Plan ve Bütçe Komisyonu’nda Cumhurbaşkanlığı’nın 2021 Yılı Bütçesi üzerine konuşan CHP İzmir Milletvekili Kamil Okyay Sındır, İzmir depremi sonrasında konut yapımı için belirlenen rezerv alanın Bornova fay zonu üzerinde bulunduğunu ve 1995 yılında 58 vatandaşın sele kapılarak yaşamını yitirdiği bir dere havzasında konut yapılmasının yaşamsal riskler barındırdığını söyledi.
“KARARI YENİDEN GÖZDEN GEÇİRİNİZ!”
Sel felaketlerinin yaşanabileceği alanlarda konutların yapılmasının büyük riskleri beraberinde getirdiğini söyleyen Sındır, “İzmir depremi sonrasında konut yapımı için belirlenen yer 375 hektar orman alanında kalan bir bölge. Burası Laka Deresi’nin 1.750 hektar olan su toplama havzasında kalan bir yer. 1995 yılındaki sel felaketi sonucu yitirilen 65 vatandaşımızın 58’i bu alan içerisinde yani bu dere havzası içerisinde oluşan sellere kapılarak yaşamını yitirdi. Sel sonrası da Orman İdaresince ağaçlandırma çalışmalarına başlandı. Burası bir orman ve bölgesel park alanı. Burası doğal sit alanı. Bu bölgenin 25.11.2020 tarihli Cumhurbaşkanı Kararıyla orman sınırları dışına çıkarılmasına karar verildi. ‘Devlet ormanları daraltılamaz’ diye Anayasal hüküm var. Bu alanın orman dışına çıkarılması kabul edilemez. Jeoloji Mühendisleri Odası İzmir Şubesi’nce yapılan açıklamada bu alanın MTA’nın Türkiye Diri Fay Haritasında Bornova fay zonu üzerinde olduğunu biliyor musunuz? Yapılaşmanın aynı zamanda Laka Deresi üzerinde, sel üreten bir havza kaynağının üzerinde yapılacağını biliyor musunuz? Bu kararı yeniden gözden geçiriniz.
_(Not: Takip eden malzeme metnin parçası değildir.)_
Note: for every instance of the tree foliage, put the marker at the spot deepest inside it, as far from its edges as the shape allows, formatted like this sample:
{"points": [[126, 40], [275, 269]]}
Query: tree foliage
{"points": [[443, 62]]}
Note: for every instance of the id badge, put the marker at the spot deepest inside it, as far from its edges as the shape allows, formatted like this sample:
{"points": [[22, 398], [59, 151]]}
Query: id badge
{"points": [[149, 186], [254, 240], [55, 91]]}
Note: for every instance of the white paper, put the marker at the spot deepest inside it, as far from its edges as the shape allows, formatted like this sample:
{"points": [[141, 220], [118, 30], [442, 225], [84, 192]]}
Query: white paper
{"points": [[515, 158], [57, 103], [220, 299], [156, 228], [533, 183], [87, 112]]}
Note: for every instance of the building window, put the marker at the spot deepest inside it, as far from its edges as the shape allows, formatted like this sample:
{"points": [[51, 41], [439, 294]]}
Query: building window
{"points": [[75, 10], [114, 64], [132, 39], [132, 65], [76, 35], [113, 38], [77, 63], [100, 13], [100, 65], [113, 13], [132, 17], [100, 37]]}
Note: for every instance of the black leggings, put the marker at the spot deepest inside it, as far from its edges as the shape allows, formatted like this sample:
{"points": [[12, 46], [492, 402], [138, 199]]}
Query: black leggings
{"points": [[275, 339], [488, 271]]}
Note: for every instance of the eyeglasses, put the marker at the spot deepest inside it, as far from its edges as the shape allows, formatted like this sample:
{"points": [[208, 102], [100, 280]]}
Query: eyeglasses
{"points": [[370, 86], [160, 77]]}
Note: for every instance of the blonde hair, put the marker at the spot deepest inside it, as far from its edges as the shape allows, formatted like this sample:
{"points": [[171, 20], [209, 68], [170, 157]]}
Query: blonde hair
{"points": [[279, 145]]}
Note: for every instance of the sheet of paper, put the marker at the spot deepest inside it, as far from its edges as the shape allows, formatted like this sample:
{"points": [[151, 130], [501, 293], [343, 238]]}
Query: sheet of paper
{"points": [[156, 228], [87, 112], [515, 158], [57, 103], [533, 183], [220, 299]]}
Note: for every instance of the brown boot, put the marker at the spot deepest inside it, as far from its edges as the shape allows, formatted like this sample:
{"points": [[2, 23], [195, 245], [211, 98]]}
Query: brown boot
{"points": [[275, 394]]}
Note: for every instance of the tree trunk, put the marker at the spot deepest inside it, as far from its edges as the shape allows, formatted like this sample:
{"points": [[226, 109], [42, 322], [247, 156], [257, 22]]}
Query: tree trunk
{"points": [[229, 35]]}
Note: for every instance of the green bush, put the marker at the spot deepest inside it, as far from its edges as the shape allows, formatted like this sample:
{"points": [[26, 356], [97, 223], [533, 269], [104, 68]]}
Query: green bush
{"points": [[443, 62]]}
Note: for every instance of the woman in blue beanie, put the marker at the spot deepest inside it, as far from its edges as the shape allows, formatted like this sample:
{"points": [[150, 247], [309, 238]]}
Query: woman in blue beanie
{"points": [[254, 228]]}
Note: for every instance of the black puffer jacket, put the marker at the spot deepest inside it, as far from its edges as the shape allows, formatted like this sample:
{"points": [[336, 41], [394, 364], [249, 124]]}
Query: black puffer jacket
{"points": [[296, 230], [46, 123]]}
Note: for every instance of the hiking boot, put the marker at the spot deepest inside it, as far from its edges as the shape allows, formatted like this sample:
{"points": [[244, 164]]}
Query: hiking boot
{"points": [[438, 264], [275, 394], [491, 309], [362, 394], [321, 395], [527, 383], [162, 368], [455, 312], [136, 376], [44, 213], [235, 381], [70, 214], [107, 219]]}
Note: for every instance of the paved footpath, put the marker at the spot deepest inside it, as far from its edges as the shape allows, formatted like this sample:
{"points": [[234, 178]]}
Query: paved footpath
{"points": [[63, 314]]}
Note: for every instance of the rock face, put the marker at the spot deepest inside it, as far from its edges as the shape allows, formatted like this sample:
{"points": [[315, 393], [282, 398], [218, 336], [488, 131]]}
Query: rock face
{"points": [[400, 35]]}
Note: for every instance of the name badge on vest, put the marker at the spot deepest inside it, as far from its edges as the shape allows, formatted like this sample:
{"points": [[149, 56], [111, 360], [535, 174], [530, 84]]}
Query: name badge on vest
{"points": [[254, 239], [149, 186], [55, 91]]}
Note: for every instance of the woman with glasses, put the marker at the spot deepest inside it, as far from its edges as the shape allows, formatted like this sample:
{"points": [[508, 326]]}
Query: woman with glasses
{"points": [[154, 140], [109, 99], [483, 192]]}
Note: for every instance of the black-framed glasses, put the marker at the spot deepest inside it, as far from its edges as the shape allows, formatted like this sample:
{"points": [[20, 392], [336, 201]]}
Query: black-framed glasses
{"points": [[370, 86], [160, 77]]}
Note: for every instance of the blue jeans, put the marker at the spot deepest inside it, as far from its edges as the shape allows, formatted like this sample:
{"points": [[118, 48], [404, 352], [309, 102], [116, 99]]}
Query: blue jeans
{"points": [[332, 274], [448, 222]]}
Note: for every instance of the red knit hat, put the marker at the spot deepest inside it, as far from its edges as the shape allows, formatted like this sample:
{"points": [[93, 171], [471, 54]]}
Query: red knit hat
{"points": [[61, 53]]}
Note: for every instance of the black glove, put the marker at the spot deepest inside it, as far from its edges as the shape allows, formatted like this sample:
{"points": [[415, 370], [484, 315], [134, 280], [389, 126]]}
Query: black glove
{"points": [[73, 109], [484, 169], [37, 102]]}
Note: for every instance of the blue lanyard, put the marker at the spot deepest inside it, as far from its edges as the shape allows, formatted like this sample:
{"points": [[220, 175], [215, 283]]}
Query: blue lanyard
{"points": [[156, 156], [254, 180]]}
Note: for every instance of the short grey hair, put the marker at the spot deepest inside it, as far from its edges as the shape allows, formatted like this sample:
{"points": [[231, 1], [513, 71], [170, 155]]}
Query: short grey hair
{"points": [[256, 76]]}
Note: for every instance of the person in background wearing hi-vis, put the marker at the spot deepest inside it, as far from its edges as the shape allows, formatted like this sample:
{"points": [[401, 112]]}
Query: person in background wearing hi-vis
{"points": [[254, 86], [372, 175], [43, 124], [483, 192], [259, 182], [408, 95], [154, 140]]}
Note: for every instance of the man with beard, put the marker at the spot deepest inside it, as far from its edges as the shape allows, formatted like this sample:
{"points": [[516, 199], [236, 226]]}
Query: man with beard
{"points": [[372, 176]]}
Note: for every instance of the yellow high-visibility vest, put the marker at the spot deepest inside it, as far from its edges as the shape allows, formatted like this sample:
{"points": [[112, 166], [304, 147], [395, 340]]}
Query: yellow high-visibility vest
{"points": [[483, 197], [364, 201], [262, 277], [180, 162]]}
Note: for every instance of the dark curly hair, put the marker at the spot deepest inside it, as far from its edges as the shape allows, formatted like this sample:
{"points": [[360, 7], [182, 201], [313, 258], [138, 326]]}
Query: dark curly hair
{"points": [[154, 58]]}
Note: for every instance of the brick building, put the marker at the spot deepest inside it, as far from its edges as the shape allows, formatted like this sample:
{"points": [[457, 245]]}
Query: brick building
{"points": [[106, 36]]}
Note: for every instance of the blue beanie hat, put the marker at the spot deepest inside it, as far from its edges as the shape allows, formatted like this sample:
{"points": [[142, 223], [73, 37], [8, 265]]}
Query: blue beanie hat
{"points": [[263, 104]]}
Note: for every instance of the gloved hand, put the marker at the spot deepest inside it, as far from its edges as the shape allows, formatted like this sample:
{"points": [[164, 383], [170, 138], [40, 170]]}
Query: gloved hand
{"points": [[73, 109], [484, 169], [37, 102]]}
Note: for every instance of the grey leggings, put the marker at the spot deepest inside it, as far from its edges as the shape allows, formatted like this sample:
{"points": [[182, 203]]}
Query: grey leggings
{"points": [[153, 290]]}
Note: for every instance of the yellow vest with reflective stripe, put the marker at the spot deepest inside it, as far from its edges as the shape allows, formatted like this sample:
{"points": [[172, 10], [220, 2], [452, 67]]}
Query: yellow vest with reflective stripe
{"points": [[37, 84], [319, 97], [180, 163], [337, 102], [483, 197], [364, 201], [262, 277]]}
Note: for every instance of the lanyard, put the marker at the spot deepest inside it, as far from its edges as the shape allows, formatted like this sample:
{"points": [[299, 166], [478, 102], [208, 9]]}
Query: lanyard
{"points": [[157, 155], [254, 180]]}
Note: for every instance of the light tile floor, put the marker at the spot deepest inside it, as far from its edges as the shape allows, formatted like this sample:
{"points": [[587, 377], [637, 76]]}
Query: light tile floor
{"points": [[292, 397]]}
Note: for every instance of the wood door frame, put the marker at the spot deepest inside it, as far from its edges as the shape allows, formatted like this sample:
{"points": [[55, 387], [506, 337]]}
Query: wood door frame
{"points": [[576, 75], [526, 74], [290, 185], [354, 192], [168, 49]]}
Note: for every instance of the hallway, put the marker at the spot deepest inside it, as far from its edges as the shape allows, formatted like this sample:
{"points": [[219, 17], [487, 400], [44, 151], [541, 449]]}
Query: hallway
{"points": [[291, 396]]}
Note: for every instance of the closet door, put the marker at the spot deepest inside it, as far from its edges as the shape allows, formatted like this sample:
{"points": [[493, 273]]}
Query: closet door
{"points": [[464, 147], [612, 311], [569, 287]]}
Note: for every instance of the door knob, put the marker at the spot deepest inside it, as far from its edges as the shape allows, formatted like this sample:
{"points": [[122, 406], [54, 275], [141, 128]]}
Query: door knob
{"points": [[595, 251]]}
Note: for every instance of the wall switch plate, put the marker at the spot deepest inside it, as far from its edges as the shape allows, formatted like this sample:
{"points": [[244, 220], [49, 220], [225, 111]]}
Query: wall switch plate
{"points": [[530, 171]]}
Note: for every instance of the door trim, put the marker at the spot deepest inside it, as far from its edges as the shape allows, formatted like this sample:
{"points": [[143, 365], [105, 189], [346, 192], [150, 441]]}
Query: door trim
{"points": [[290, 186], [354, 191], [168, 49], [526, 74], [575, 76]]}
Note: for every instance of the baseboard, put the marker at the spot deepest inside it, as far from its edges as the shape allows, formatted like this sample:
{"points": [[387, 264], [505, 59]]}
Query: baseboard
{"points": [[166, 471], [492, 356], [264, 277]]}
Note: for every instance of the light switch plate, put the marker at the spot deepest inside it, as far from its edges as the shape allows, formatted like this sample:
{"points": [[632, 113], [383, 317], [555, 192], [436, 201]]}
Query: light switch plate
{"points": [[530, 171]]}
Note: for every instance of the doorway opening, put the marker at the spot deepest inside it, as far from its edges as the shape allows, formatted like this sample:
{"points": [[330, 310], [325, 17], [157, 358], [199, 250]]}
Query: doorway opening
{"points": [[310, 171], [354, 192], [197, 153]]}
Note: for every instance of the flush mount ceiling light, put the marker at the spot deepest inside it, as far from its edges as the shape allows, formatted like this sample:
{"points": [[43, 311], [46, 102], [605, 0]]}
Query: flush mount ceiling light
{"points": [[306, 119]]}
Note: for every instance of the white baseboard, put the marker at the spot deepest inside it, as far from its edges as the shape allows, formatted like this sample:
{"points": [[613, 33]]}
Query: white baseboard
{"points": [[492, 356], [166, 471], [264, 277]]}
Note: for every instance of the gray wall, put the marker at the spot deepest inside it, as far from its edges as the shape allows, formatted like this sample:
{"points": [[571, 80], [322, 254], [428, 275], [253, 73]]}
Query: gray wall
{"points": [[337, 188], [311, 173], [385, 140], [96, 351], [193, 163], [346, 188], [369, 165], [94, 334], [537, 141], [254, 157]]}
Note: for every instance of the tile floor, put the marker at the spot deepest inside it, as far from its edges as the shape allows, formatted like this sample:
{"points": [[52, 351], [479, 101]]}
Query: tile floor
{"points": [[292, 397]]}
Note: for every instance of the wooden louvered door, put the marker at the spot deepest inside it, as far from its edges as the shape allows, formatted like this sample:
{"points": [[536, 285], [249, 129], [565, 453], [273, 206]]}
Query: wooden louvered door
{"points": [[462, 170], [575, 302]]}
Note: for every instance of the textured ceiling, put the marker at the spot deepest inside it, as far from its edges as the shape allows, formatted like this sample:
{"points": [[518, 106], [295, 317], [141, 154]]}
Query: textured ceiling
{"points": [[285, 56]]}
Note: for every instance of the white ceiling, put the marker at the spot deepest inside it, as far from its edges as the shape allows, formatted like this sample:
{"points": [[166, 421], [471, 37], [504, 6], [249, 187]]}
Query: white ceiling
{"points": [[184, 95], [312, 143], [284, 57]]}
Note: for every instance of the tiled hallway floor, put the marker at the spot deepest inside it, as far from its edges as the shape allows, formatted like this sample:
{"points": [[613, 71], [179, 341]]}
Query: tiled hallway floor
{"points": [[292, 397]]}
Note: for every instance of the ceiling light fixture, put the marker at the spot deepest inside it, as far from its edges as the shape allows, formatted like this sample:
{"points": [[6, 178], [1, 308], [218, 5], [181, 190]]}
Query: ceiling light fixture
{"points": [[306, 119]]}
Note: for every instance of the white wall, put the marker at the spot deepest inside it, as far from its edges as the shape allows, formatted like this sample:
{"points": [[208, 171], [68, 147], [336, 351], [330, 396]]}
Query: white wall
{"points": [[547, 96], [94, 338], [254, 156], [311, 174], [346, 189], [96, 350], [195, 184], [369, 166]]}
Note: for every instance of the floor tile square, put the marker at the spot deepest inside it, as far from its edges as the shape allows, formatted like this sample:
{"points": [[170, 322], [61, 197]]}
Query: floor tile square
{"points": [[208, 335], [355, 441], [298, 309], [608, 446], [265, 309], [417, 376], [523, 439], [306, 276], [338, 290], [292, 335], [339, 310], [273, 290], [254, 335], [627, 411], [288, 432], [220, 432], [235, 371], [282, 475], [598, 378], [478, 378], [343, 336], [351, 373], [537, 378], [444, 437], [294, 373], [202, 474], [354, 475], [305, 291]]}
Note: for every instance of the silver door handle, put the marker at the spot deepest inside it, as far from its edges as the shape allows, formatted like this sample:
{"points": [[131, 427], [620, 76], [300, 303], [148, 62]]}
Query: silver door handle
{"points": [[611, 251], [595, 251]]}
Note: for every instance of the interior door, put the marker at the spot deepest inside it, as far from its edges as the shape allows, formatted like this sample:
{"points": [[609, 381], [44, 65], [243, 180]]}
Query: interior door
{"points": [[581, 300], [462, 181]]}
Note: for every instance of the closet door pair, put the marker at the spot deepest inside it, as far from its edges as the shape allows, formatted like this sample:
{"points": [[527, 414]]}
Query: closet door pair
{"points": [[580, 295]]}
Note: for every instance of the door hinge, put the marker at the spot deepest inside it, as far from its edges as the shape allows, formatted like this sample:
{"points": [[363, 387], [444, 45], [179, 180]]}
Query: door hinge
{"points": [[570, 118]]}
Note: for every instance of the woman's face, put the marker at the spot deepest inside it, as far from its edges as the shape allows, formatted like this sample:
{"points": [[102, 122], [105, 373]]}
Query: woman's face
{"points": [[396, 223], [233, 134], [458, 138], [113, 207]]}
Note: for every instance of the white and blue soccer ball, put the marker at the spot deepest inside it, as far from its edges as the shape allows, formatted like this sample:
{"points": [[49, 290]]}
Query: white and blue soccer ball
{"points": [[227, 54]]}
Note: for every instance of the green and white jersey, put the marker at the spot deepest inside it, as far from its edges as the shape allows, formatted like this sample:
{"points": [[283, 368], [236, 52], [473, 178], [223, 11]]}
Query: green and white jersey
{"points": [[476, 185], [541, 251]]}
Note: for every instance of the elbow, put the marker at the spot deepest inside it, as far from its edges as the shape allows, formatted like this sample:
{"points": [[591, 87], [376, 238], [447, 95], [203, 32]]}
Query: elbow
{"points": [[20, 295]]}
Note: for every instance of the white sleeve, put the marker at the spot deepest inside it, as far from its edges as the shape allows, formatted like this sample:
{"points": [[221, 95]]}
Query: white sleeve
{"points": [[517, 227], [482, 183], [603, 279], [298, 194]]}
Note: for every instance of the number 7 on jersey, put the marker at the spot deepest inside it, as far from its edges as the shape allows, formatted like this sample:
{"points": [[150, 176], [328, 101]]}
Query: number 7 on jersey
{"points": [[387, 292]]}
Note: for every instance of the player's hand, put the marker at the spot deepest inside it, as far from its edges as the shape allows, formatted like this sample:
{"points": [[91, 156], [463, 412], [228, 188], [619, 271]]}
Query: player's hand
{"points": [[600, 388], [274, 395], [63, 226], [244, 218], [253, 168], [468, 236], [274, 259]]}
Dere taşkın alanı ve fay zonuna asla konut yapmayın. İnsan yaşamını riske atmayın” diyerek Cumhurbaşkanı Yardımcısı Fuat Oktay’a uyarılarda bulundu.
“AVRUPA KONSEYİ TÜRKİYE’Yİ İZLEMEYE ALDI!”
Avrupa Konseyinin Mart ayında, Cumhurbaşkanına hakaret davaları nedeniyle Türkiye’yi izlemeye aldığını söyleyen Sındır, “Cumhurbaşkanına hakaretten Türk Ceza Kanunu’nun 299’uncu maddesi gereği birtakım hükümler veriliyor. Bugüne kadar 100 binden fazla soruşturma, 63 bin 41 kişiye de dava açılmış ve bu davalardan 9 bin 554 kişi mahkum olmuş. Avrupa Konseyi geçtiğimiz Mart ayında Cumhurbaşkanına hakaret davaları nedeniyle Türkiye’yi izlemeye aldı. Avrupa Konseyi, bu durumun Avrupa İnsan Hakları Sözleşmesi’ne aykırı olduğu belirtilerek bu davalar nedeniyle Türkiye’yi nitelikli izlemeye aldığını belirtti. Burada dikkat edilmesi gereken husus siyasi konuların da hakaret kapsamı içerisinde yer alması ve değerlendirilmesi. Avrupa İnsan Hakları Mahkemesi’nin kararlarında dikkat çektiği husus şu; ‘kimsenin, diğer bütün insanlardan daha ayrıcalıklı şekilde korunamayacağı’. Sayın Cumhurbaşkanı Yardımcısı çok ciddi böyle bir konuya gereği için dikkatinizi çekmek isterim.” dedi.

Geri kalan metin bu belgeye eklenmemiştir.